Safeguarding Customer Information
The first being the Annual Gramm-Leach-Bliley (GLBA) Report on Safeguarding Customer Information.
This Annual Report must be presented by the Information (Data) Security Officer and must address the following areas or items:
- Overall status of the program;
- Material risk issues such as introduction of smartphones and Microsoft’s Outlook Web Access;
- Bank-wide and GLBA/IT Risk Assessments;
- Risk management and control decisions like new technology risk acceptance;
- Vendor oversight, including a vendor risk assessment and program acceptance testing;
- Results of testing which can include either independent tests, internal testing results, or both;
- Security breaches, if any (if none, document there were none in the minutes); and
- Recommendations for program changes.
Consider naming the report “Annual Report to the Board on Safeguarding Customer Information.” This will avoid any confusion as to the intent of the Report.

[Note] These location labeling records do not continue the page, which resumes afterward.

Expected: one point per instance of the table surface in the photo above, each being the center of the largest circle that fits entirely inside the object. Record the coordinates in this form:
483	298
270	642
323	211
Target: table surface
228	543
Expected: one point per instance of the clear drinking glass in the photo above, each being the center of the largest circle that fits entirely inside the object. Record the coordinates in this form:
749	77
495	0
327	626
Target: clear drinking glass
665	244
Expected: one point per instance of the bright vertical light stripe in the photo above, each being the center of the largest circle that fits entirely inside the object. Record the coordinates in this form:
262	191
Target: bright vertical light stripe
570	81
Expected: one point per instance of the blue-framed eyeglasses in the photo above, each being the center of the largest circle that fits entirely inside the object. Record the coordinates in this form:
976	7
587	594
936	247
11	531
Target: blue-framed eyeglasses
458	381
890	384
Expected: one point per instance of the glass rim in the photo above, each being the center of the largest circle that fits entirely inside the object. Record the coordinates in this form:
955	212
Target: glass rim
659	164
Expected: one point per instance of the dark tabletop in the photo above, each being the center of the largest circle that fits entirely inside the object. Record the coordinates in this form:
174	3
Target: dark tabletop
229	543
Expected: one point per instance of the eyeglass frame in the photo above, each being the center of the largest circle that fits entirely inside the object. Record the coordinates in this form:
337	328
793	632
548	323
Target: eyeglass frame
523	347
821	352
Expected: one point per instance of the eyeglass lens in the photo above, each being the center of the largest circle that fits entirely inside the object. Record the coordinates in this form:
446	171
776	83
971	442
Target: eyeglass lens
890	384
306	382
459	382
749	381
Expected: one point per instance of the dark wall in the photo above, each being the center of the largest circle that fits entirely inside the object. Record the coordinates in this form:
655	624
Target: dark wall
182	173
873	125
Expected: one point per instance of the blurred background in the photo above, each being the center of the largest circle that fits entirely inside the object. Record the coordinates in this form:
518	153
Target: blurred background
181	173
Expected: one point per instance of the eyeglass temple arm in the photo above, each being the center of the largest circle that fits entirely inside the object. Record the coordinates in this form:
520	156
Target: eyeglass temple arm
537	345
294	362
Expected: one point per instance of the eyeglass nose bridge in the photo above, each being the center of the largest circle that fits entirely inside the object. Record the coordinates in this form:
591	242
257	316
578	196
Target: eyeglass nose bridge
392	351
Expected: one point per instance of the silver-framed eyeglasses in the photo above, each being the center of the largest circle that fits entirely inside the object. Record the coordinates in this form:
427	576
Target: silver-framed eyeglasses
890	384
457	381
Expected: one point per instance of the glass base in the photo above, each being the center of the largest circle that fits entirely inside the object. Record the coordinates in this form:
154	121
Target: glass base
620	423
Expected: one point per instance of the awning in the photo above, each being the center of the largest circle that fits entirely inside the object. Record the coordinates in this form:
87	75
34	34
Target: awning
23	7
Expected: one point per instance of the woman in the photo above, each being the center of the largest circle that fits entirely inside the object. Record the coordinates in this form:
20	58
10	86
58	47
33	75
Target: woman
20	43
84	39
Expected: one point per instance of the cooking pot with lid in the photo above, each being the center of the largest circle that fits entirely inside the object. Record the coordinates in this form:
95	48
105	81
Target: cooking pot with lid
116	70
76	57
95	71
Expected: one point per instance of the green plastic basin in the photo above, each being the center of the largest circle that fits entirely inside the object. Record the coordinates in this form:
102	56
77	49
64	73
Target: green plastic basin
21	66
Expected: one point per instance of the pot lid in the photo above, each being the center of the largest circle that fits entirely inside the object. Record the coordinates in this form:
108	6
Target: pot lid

If the bank has not formally appointed an Information (Data) Security Officer, do so at the Board level.
Identity Theft Prevention
- Overall status of the program;
- Material risk issues including introduction of core red flag markers or new accounts;
- Red Flag Risk Assessment;
- Risk management and control decisions (e.g. commercial versus customer accounts and red flag assignment);
- Red flag software analysis (Core banking – 30-day address or email address change);
- Results of testing which can include either independent tests, internal testing results, or both;
- Staff compliance, including such items as FACTA training, red flag identification and identity theft training;
- Policy changes;
- Management’s response to any identified issues; and
- Recommendations for program changes.
There are a number of different controls that a bank can test to determine if it is displaying a strong “Tone at the Top” appearance. So during your next IT exam, insist that these controls are included in the scope of the assessment.